How small are the particles we struggle with to live the life we ​​used to? How are they compared?

The SARS-CoV-2 virus, for example, although small in size (invisible to the naked eye), is not the smallest virus.

Zika virus and bacteriophage T4 virus (responsible for E. coli) are only a small part compared to the virus that causes COVID-19.

In turn, coronaviruses are smaller than white or red blood cells (and are invisible to the naked eye).

Size of microparticles
Size of microparticles relative to the human hair. Photo source: visualcapitalist.com

To see the graph very clearly, click here

Particles visible to the naked eye

At the other end of the scale, we find pollen, salt, sand, significantly larger than viruses and bacteria and even enter the world of visible objects with the naked eye.
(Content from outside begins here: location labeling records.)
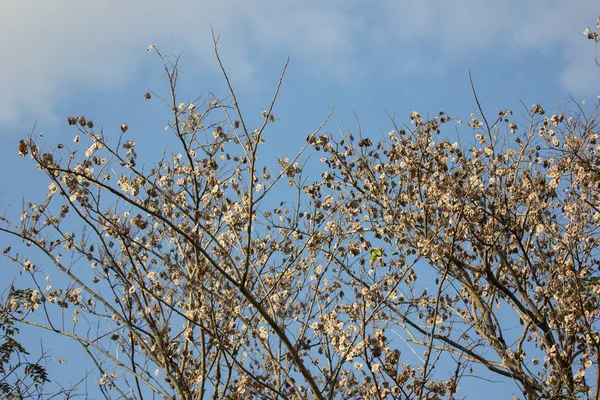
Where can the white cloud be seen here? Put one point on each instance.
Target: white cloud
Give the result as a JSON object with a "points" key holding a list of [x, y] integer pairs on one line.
{"points": [[49, 46]]}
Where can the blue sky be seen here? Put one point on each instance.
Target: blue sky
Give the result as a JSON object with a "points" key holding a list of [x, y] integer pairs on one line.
{"points": [[69, 57]]}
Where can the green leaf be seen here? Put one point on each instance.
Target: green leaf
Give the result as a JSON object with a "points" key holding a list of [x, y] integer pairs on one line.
{"points": [[375, 254]]}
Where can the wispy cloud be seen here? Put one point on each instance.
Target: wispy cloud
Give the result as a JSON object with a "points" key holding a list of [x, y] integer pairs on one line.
{"points": [[48, 46]]}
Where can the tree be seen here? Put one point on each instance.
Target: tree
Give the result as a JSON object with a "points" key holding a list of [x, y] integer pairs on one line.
{"points": [[404, 265]]}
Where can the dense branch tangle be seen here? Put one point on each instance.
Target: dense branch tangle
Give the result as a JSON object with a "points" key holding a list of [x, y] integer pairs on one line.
{"points": [[217, 274]]}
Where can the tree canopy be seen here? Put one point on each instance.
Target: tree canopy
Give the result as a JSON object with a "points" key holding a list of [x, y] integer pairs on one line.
{"points": [[357, 268]]}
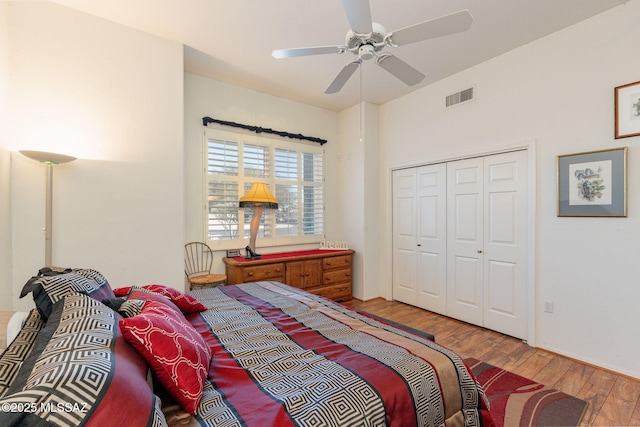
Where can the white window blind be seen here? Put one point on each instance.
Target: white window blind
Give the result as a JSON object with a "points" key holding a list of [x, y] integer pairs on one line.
{"points": [[294, 174]]}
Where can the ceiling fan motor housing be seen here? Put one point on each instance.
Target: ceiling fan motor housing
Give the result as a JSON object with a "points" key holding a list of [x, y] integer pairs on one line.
{"points": [[366, 45]]}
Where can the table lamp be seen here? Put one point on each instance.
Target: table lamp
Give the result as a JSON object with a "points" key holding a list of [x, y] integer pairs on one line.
{"points": [[258, 197]]}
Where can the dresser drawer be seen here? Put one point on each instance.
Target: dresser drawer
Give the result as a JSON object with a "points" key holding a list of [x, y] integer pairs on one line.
{"points": [[331, 263], [340, 292], [264, 272], [336, 276]]}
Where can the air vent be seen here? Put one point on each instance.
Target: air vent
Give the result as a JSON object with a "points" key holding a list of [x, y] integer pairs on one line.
{"points": [[459, 97]]}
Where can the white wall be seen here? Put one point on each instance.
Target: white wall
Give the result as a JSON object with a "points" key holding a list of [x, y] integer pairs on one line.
{"points": [[113, 97], [205, 97], [558, 91], [359, 194]]}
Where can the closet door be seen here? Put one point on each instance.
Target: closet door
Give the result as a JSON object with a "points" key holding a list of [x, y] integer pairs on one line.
{"points": [[432, 237], [465, 240], [419, 237], [405, 247], [505, 247]]}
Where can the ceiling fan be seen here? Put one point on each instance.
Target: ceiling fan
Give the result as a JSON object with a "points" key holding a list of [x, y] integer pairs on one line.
{"points": [[367, 40]]}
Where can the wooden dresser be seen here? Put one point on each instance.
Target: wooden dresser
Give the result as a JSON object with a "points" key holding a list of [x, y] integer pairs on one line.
{"points": [[321, 272]]}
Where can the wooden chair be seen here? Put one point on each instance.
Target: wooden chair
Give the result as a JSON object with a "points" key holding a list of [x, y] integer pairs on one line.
{"points": [[197, 267]]}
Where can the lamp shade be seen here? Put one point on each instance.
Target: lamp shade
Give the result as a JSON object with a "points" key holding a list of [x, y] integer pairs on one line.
{"points": [[47, 158], [259, 194]]}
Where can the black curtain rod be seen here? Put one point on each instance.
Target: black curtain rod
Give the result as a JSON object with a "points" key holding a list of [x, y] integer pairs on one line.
{"points": [[258, 129]]}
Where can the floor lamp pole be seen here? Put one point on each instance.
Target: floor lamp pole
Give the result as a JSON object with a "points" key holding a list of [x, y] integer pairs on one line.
{"points": [[49, 159], [48, 228]]}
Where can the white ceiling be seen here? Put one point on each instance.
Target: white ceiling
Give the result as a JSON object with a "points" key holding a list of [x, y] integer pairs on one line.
{"points": [[232, 40]]}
Because of their size, they can be blocked by the human body – a particle must be less than 10 microns (1 micron = one thousandth of a millimeter) in order for the respiratory system to breathe.

Pollen and sand generally remain trapped in the nose and throat, not reaching the lungs. But smaller particles manage to overcome these obstacles.

Dust particles

Air pollution is one of the leading causes of death in the world. In fact, pollution is more deadly than smoking, malaria or AIDS.

The main source of pollution is the small matter particles (dust, dirt, soot) (about 2.5 microns), which reach our lungs.

Smoke particles from fires, with dimensions of 0.4 – 0.7 microns, are even more dangerous, causing not only lung problems, but also cardiovascular and neurological diseases.